National Grid approved its first application for the Renewable Energy and Economic Development program, a $750,000 grant that will assist in the development of a biomass generation project at an upstate NY paper mill. Several other large projects have been approved thus far, including what is expected to be New York State’s largest dairy farm digester project in WNY. Five Brownfield Redevelopment Assistance grants provided $850,000 in funding to aid in the clean up and redevelopment of sites in the Capital, Central and Western NY regions. Three ShovelReady Infrastructure grants were reimbursed during the year, including support for a $2 million infrastructure improvement project at the 46-acre Tech Meadows light industrial park in Glens Falls and a $1.5 million utility/road project at the 100-acre Woodbine

Business Park in the Town of Dewitt. Three grants were provided to customers through our Power Quality Enhancement program, including two health care service providers who used National Grid grant funds to install equipment that will help mitigate serious power quality disturbance issues and enable the continued growth of their operations. Our Manufacturing Productivity Program (MPP) provides matching grants for “lean manufacturing” and other productivity assistance, as well as growth-oriented initiatives that are designed to utilize excess manufacturing capacity. Fifteen MPP projects were completed providing over $206,000 in assistance to mostly small and medium sized manufacturing businesses across upstate New York. According to data from the annual survey of MPP grant recipients, $966,800 in cost savings and $19 million in new annual revenues were achieved through the program.
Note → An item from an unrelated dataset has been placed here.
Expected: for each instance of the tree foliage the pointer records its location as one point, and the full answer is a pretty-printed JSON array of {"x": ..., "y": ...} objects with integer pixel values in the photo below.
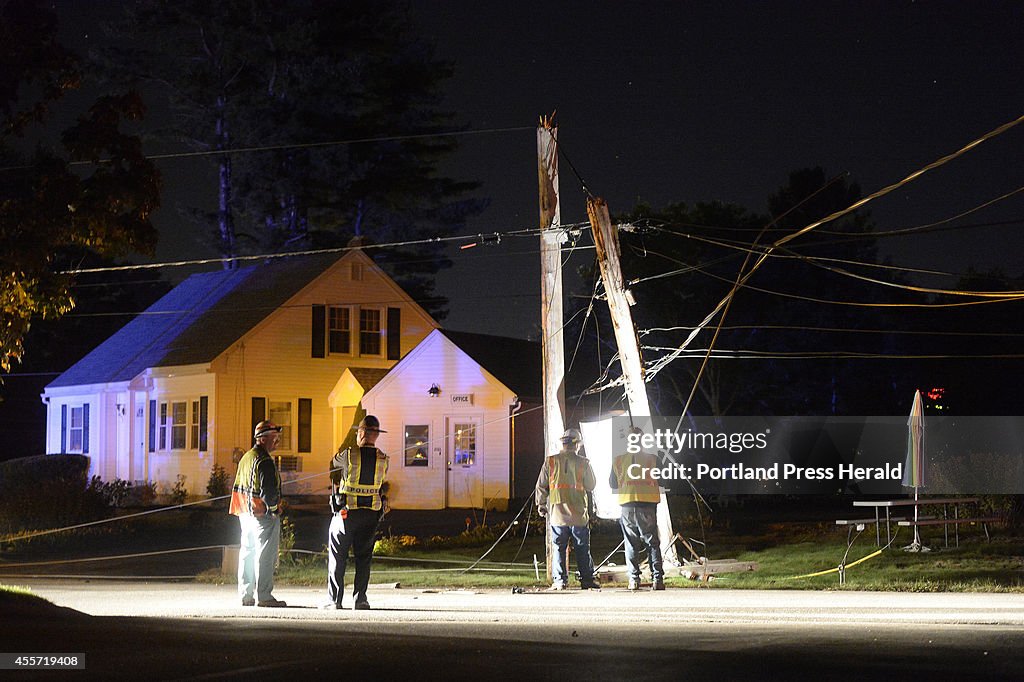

Northeast Utilities: Pooling The Resources Of Six States

Northeast Utilities’ “Discover New England for Business” initiative began formally in 1999 to help stimulate increased business investment in the company’s regulated service territories.

The New England program started with a partnership between the economic development operations of Connecticut Light & Power, Yankee Gas Services, Western Massachusetts Electric Company and Public Service of New Hampshire, all Northeast Utilities’ subsidiaries. NU then began to convene business recruiters who work for the region’s six state development agencies and state-level nonprofit business and real estate marketing arms. NU partners in this effort with The New England Council, which serves as the regional consortium’s “bank.”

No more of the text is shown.